[Biopython-dev] EUtils

Tue Apr 6 18:31:14 EDT 2004

Hey Andrew;
Great to hear from you, as always! Hope you're doing well.

> I was at the PyCon conference a couple weeks ago and talked with
> Mark Johnson from NCBI about several things, including the EUtils
> client package in Biopython.
> 
> That reminded me that I needed to clean up the package and update
> it to support the latest NCBI interface (they added a couple new
> features in the last two years).  I've got some free time this
> week so I'm working on it.

Sweet -- that sounds great. Always glad to have work on it. I know a
few small fixes have gone into the CVS so you may want to work
directly from it, but other than that it's all yours.

>   - don't require the response the DTD.  I now believe that DTDs
>      for this task are the wrong approach.  I'm using elementtree.

Cool. This will also clean up a lot of the install messiness in
setup.py necessary to get the DTDs installed.

>   - figure out a better way to do live tests against the server

If you get somewhere with this please do let me know -- I added some
tests for Registry code recently but have been fairly frustrated
with getting errors because the server is dying. One thing I have
been thinking about is using timeoutsocket:

http://www.timo-tasi.org/python/timeoutsocket.py

to just die neatly on tests if the server is timing out.

> For the last, what I want to do is move the documentation
> and tests out of Bio/EUtils/ and into the proper places for
> Biopython.  As stands EUtils is distributable independent of
> Biopython.  I don't think that's worthwhile so I'm thinking
> of no longer doing that.  

Sounds great -- I've been adding independent documentation into
Docs/cookbook. You'd just need to make a directory for EUtils.

> Is anyone here using the EUtils client for anything and
> has code that I can use?  

I've recently added it within the registry system in
config/DBRegistry.py (class EUtilsDB), so that we can do retrieval
from NCBI in the current right way.

Other then that I've used it in a couple of talks I've given:

http://www.biopython.org/docs/presentations/biopython_exelixis.pdf

and:

http://www.biopython.org/docs/presentations/bosc_biopython.pdf

and I attached a file which I use semi-regularly for retrieving
databases by Taxonomy ID from NCBI (which actually used the
timeoutsocket module I mention above, but from my own personal code
base I use at work).

Hope those help some.

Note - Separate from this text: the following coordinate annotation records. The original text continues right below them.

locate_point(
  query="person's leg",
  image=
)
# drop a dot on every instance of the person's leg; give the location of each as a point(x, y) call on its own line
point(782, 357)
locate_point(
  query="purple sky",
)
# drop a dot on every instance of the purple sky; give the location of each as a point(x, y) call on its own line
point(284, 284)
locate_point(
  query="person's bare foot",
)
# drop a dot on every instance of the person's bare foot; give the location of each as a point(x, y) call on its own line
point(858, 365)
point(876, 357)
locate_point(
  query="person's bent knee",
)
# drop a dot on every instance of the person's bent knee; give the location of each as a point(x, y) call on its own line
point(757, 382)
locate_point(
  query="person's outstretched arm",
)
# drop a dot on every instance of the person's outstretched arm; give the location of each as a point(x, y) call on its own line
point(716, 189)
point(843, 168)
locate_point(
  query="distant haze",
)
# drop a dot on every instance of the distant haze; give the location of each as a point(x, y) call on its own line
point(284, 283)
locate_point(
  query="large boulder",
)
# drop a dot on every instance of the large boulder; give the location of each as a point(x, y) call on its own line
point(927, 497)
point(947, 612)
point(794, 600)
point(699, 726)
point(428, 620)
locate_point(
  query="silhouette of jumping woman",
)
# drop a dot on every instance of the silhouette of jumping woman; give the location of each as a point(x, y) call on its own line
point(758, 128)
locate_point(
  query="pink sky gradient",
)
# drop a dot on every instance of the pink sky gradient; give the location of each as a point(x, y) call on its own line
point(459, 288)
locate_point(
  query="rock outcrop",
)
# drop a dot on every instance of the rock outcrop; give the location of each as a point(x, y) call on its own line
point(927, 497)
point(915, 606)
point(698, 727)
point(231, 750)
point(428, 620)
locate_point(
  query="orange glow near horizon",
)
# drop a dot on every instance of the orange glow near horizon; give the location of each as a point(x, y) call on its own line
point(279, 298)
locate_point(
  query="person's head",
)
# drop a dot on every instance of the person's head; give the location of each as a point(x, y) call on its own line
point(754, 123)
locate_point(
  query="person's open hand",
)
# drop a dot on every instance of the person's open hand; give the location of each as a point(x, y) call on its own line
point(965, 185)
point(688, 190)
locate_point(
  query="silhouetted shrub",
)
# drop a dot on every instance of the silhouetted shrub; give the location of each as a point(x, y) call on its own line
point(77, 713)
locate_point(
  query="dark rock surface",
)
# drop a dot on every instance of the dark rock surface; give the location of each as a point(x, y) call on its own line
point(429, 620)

Glad to see you around.
Brad
-------------- next part --------------
#!/usr/bin/env python
"""Fetch a number of FASTA files from NCBI based on a taxonomy queries.

This script is meant to be used to scheduled batch downloads of a number
of databases based on taxonomy ids. It reads an input file specified on the
commandline that looks like:

file_name,tax_id,not_tax_id,not_tax_id

Where:
    file_name -- the name of the output file (ie. arabidopsis.fasta)
    tax_id -- the primary taxonmy id we are fetching (ie. 3328)
    not_tax_id -- a list of taxonomy ids to not include. This list can
    be empty or as long as you want.

Usage:
    python get_taxonomy_list.py <tax info file>

Where:
    <tax info file> -- the location of the file to read the taxonomy information
    from, formatted as above

The files are output to a directory called "taxa-<date>" where <date> is the
date the program was run on (ie. 20020904).
"""
import sys
import os
import sgmllib
import time
import urlparse
import time

# biopython
from Bio import Fasta
from Bio.EUtils import HistoryClient

from Bio.PGML.Utils import timeoutsocket
timeoutsocket.setDefaultSocketTimeout(30)

VERBOSE = 1

def main(tax_file):
    assert os.path.exists(tax_file), "Cannot find taxonomy file"
    # create the output directory
    start_dir = os.path.dirname(tax_file)
    time_info = time.localtime(time.time())
    time_name = "%i%02i%02i" % (time_info[0], time_info[1], time_info[2])
    out_name = "taxa-%s" % time_name
    output_dir = os.path.join(start_dir, out_name)
    if not(os.path.exists(output_dir)):
        os.makedirs(output_dir)

    all_tax_info = process_tax_file(tax_file)
    for file_name, tax_id, not_ids in all_tax_info:
        output_file = os.path.join(output_dir, file_name)
        process_taxonomy_id(tax_id, not_ids, output_file)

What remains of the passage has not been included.